Abstract:
An innovative triple optical sensor is presented that utilizes gold nanoclusters (GNCs) stabilized with ciprofloxacin (CIP) and bovine serum albumin (BSA). The sensor is designed to identify three critical metal ions, namely Cu2+, Al3+, and Hg2+. Under 360 nm excitation, the synthesized CIP-BSA-GNCs demonstrate dual fluorescence emission with peaks at 448 nm (blue) and 612 nm (red). The red emission is associated with the interior of the CIP-BSA-GNCs, whereas the blue emission results from the surface-bound CIP molecules. The sensitive and selective fluorescent nanosensor CIP-BSA-GNCs were employed to detect Cu2+, Al3+, and Hg2+ ions. Cu2+ effectively quenched the fluorescence intensity of the CIP-BSA-GNCs at both peaks via the internal charge transfer mechanism (ICT). Cu2+ could be detected within the concentration range 1.13 × 10-3 to 0.05 µM, with a detection limit of 0.34 nM. Al3+ increased the intensity of CIP fluorescence at 448 nm via the chelation-induced fluorescence enhancement mechanism. The fluorescence intensity of the core CIP-BSA-GNCs at 612 nm was utilized as a reference signal. Thus, the ratiometric detection of Al3+ succeeded with a limit of detection of 0.21 nM within the dynamic range 0.69 × 10-3 to 0.07 µM. Hg2+ effectively quenched the fluorescence intensity of the CIP-BSA-GNCs at 612 nm via the metallophilic interaction mechanism. The fluorescence intensity of CIP molecules at 448 nm was utilized as a reference signal. This allowed for the ratiometric detection of Hg2+ with a detection limit of 0.7 nM within the concentration range 2.3 × 10-3 to 0.1 µM.
摘要:
提出了一种创新的三重光学传感器,该传感器利用环丙沙星(CIP)和牛血清白蛋白(BSA)稳定的金纳米簇(GNC)。该传感器旨在识别三种关键金属离子,即Cu2+,Al3+,Hg2+。在360nm激发下,合成的CIP-BSA-GNC表现出双重荧光发射,峰在448nm(蓝色)和612nm(红色)。

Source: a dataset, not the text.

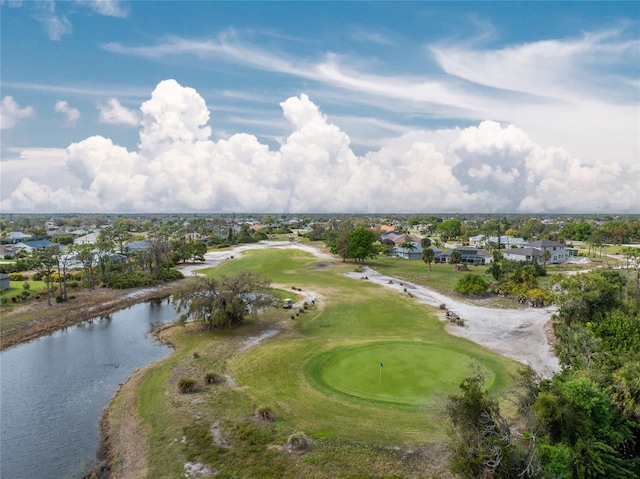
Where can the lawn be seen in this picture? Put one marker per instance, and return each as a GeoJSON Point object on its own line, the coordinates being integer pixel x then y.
{"type": "Point", "coordinates": [321, 375]}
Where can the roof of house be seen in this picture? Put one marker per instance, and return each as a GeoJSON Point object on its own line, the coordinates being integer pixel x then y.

红色发射与CIP-BSA-GNC的内部有关,而蓝色发射是由表面边界的CIP分子产生的。敏感和选择性的荧光纳米传感器CIP-BSA-GNC用于检测Cu2+,Al3+,和Hg2+离子。Cu2通过内部电荷转移机制(ICT)有效地猝灭了CIP-BSA-GNC在两个峰的荧光强度。在1.13×10-3至0.05µM的浓度范围内可以检测到Cu2,检测限为0.34nM。Al3+通过螯合诱导的荧光增强机制增加了448nm处的CIP荧光强度。在612nm处的coreCIP-BSA-GNC的荧光强度用作参考信号。因此,在0.69×10-3至0.07µM的动态范围内,Al3+的比率检测成功,检测限为0.21nM。Hg2+通过亲金属相互作用机制有效抑制了612nm处CIP-BSA-GNC的荧光强度。在448nm处的CIP分子的荧光强度用作参考信号。这允许在2.3×10-3至0.1μM的浓度范围内以0.7nM的检测极限进行Hg2+的比率检测。